Utah Department of Commerce warns Utahns about Ukraine relief scams
SALT LAKE CITY — Utah Department of Commerce’s Division of Consumer Protection is asking Utahns to be careful of imposters pretending to raise money for Ukraine relief.
The DCP said that imposters often use global events to scam those wanting to donate.
The division says it encourages transparency and accountability in money-raising efforts. It explained that donation scams can destroy trust in the charitable giving process.
“The Utah way is to help those in need of assistance,” said Division Director Daniel O’ Bannon. “We applaud and encourage this generosity. Unfortunately, because scammers can and do capitalize on this, givers need to do their homework and make sure the group they’re giving to is actually doing what they say they’re going to do.”

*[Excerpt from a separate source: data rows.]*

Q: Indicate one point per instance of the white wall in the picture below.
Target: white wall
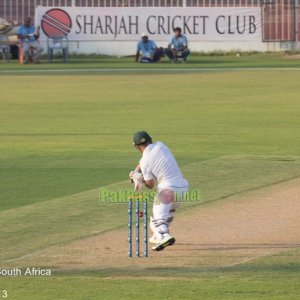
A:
(124, 48)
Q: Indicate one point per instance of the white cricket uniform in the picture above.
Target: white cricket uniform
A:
(158, 163)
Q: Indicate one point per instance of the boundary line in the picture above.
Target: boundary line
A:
(134, 70)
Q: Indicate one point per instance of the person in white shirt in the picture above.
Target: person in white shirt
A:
(158, 168)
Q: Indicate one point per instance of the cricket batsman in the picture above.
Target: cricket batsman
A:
(158, 169)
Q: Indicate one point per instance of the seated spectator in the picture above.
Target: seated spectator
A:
(29, 36)
(148, 49)
(178, 47)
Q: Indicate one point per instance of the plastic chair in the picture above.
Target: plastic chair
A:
(58, 43)
(4, 49)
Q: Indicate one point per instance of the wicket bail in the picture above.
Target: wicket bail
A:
(138, 215)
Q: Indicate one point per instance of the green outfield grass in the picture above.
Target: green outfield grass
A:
(64, 136)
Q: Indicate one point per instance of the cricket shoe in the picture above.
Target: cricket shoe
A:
(153, 239)
(165, 242)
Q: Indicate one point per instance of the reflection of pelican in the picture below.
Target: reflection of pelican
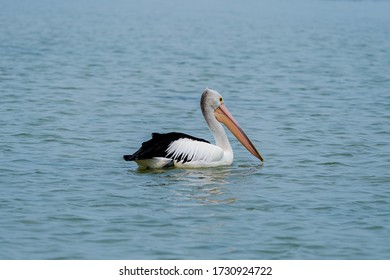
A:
(185, 151)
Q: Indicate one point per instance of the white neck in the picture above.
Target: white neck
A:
(217, 130)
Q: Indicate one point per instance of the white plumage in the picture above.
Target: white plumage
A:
(194, 151)
(185, 151)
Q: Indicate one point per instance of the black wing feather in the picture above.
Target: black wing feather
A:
(158, 145)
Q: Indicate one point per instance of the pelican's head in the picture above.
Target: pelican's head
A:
(212, 100)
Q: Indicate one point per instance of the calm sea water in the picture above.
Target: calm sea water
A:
(84, 82)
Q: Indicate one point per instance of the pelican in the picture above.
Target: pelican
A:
(184, 151)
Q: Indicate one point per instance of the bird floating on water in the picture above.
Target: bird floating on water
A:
(184, 151)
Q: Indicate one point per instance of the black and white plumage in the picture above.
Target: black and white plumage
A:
(185, 151)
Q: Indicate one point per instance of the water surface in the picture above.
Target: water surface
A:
(84, 82)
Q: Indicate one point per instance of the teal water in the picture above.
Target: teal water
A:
(84, 82)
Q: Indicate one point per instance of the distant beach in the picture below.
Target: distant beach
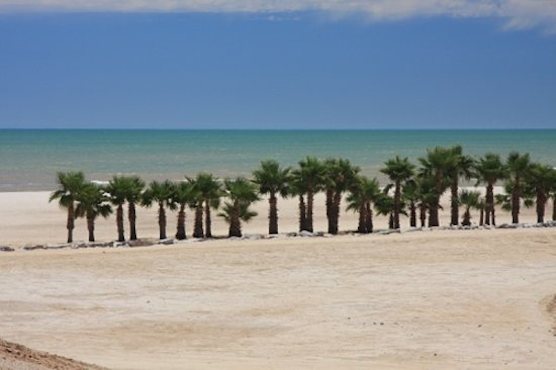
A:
(29, 159)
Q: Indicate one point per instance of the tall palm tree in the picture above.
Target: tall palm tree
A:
(272, 180)
(209, 190)
(489, 170)
(92, 202)
(362, 194)
(469, 199)
(518, 166)
(117, 189)
(463, 168)
(133, 196)
(541, 180)
(399, 171)
(160, 193)
(184, 195)
(437, 165)
(69, 185)
(241, 194)
(310, 176)
(339, 176)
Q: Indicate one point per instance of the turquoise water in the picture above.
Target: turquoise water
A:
(29, 159)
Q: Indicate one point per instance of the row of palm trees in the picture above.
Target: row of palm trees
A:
(413, 191)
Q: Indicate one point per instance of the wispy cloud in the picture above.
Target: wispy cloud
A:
(516, 13)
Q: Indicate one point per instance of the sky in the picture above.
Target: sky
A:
(264, 64)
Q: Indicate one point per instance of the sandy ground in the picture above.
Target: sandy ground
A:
(421, 300)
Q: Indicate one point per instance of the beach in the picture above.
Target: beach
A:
(427, 299)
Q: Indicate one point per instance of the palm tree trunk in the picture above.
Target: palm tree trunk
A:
(454, 202)
(180, 232)
(466, 218)
(335, 213)
(302, 213)
(71, 222)
(198, 227)
(516, 191)
(541, 205)
(362, 227)
(235, 224)
(309, 220)
(208, 223)
(412, 214)
(554, 208)
(91, 227)
(422, 214)
(397, 206)
(120, 222)
(433, 213)
(162, 221)
(489, 200)
(330, 209)
(369, 218)
(273, 215)
(132, 215)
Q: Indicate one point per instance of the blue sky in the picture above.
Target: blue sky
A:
(205, 65)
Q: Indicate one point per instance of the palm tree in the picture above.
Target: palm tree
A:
(69, 185)
(134, 195)
(399, 171)
(463, 167)
(541, 180)
(339, 176)
(310, 178)
(118, 188)
(209, 190)
(469, 199)
(241, 194)
(92, 202)
(160, 193)
(518, 166)
(362, 194)
(184, 195)
(437, 165)
(490, 169)
(272, 180)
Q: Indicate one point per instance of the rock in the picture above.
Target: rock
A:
(142, 242)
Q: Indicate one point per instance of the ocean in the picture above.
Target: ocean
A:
(29, 159)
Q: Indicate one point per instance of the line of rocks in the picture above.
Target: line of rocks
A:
(150, 242)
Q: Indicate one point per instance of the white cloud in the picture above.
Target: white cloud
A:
(517, 13)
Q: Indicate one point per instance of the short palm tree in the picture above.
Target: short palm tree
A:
(184, 195)
(541, 180)
(241, 194)
(209, 191)
(309, 178)
(469, 199)
(134, 195)
(339, 176)
(437, 166)
(463, 168)
(399, 171)
(160, 193)
(489, 170)
(518, 166)
(69, 185)
(92, 202)
(117, 189)
(362, 195)
(272, 180)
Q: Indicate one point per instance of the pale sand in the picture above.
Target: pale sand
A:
(434, 300)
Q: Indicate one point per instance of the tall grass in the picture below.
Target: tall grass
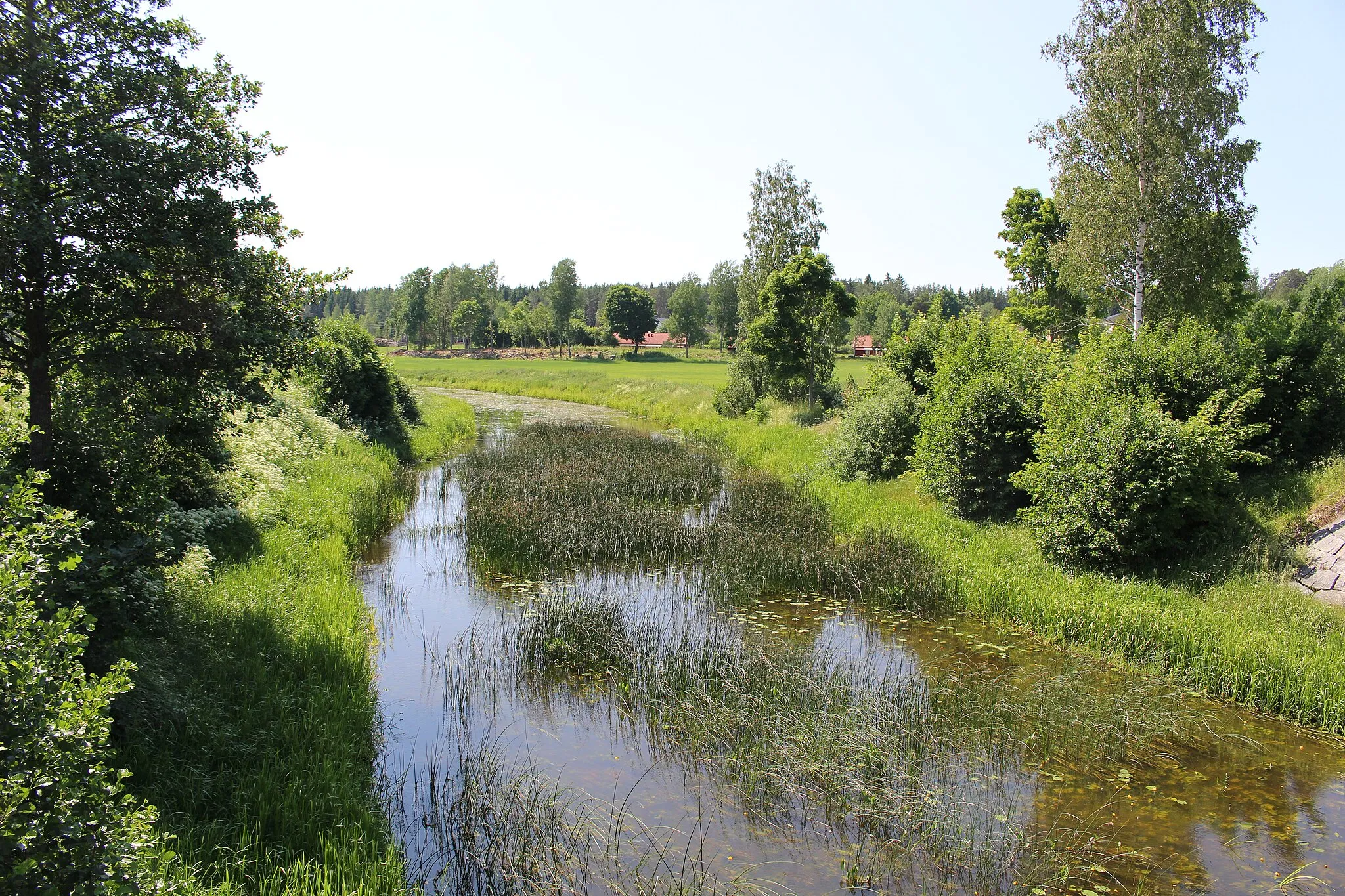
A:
(254, 723)
(562, 495)
(1245, 639)
(929, 777)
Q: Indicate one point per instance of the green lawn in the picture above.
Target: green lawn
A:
(1248, 640)
(654, 375)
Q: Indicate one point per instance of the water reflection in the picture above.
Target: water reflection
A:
(1241, 806)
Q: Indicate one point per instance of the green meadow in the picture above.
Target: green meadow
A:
(1246, 639)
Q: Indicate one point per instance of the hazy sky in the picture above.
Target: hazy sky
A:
(625, 135)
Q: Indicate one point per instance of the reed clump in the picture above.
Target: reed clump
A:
(926, 771)
(558, 495)
(1245, 639)
(562, 495)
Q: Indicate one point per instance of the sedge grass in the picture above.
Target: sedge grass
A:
(254, 723)
(919, 775)
(563, 495)
(1246, 639)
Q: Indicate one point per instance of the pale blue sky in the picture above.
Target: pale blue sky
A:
(625, 135)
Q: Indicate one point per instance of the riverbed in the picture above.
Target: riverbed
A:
(1259, 806)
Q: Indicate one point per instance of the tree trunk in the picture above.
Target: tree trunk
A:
(39, 406)
(1137, 316)
(1138, 310)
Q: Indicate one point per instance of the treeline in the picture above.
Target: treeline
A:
(525, 316)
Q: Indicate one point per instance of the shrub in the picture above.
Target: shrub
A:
(971, 444)
(985, 409)
(911, 355)
(745, 387)
(66, 822)
(877, 433)
(1179, 366)
(1121, 484)
(1300, 364)
(353, 383)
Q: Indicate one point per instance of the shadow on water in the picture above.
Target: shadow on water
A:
(642, 727)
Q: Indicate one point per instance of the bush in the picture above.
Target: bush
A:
(971, 444)
(1300, 355)
(1179, 366)
(353, 383)
(745, 389)
(66, 822)
(1121, 484)
(911, 355)
(877, 433)
(985, 409)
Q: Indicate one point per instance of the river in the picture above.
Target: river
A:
(1259, 807)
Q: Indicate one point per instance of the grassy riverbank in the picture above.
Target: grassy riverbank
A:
(254, 725)
(1245, 639)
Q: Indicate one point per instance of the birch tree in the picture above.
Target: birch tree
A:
(785, 219)
(1147, 174)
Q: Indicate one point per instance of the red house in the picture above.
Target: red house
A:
(650, 340)
(864, 347)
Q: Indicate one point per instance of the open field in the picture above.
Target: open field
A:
(1243, 639)
(654, 378)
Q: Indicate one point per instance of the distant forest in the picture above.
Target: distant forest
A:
(521, 316)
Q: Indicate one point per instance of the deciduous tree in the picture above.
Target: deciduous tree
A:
(1147, 175)
(135, 244)
(801, 307)
(724, 300)
(564, 292)
(785, 218)
(688, 312)
(1040, 304)
(630, 310)
(413, 305)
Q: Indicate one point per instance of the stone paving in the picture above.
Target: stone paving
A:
(1324, 575)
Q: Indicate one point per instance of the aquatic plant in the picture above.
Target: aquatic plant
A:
(572, 494)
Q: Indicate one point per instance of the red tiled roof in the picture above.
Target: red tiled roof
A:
(649, 340)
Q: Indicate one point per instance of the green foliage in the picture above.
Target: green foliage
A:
(353, 383)
(877, 435)
(158, 253)
(630, 310)
(68, 824)
(1119, 484)
(971, 442)
(745, 389)
(255, 716)
(801, 307)
(984, 412)
(724, 300)
(912, 355)
(1300, 364)
(564, 293)
(785, 219)
(413, 310)
(1040, 304)
(688, 312)
(470, 319)
(1147, 175)
(1180, 366)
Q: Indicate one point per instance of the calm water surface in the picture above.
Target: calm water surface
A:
(1258, 811)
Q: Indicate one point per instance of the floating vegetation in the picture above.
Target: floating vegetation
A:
(560, 495)
(929, 773)
(755, 704)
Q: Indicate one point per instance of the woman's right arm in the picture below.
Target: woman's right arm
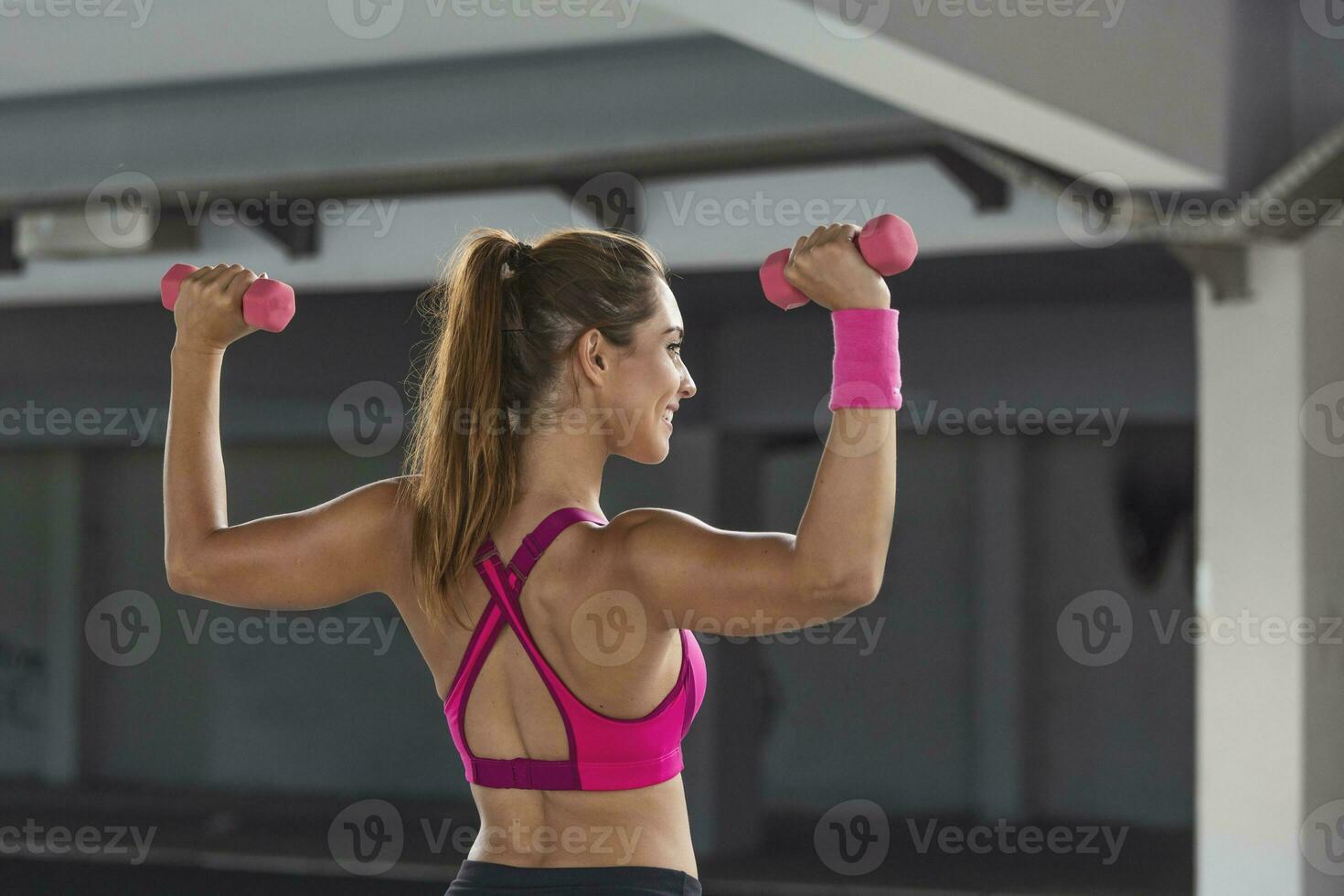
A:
(691, 575)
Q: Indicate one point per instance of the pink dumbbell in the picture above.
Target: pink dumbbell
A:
(268, 304)
(886, 243)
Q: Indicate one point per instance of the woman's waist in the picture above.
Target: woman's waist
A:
(582, 829)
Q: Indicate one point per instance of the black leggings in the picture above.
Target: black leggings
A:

There are steps, the DCP said, that people can take to avoid donating to an imposter. To donate wisely the DCP recommends:
- Researching the charity to check if it is legitimate.
- Asking questions.
- Not feeling pressured to give money on-the-spot.
- Asking for a receipt that includes the amount you donated, and the name and contact information of the organization or person you donated to.
The DCP added that crowdfunding, including money-raising through personal accounts on Venmo or PayPal, can be harder to verify. Well-meaning people who aren’t imposters can create a donation fund, but it can be difficult to tell what is legitimate.
The DCP said it advises people to ask questions and research crowdfunding efforts the same way they would investigate a larger charity.
People, groups, and organizations asking for funds are usually required to register with the DCP. The DCP has a searchable database of registered charities.
The DCP said crowdfunded efforts should disclose how funds are used.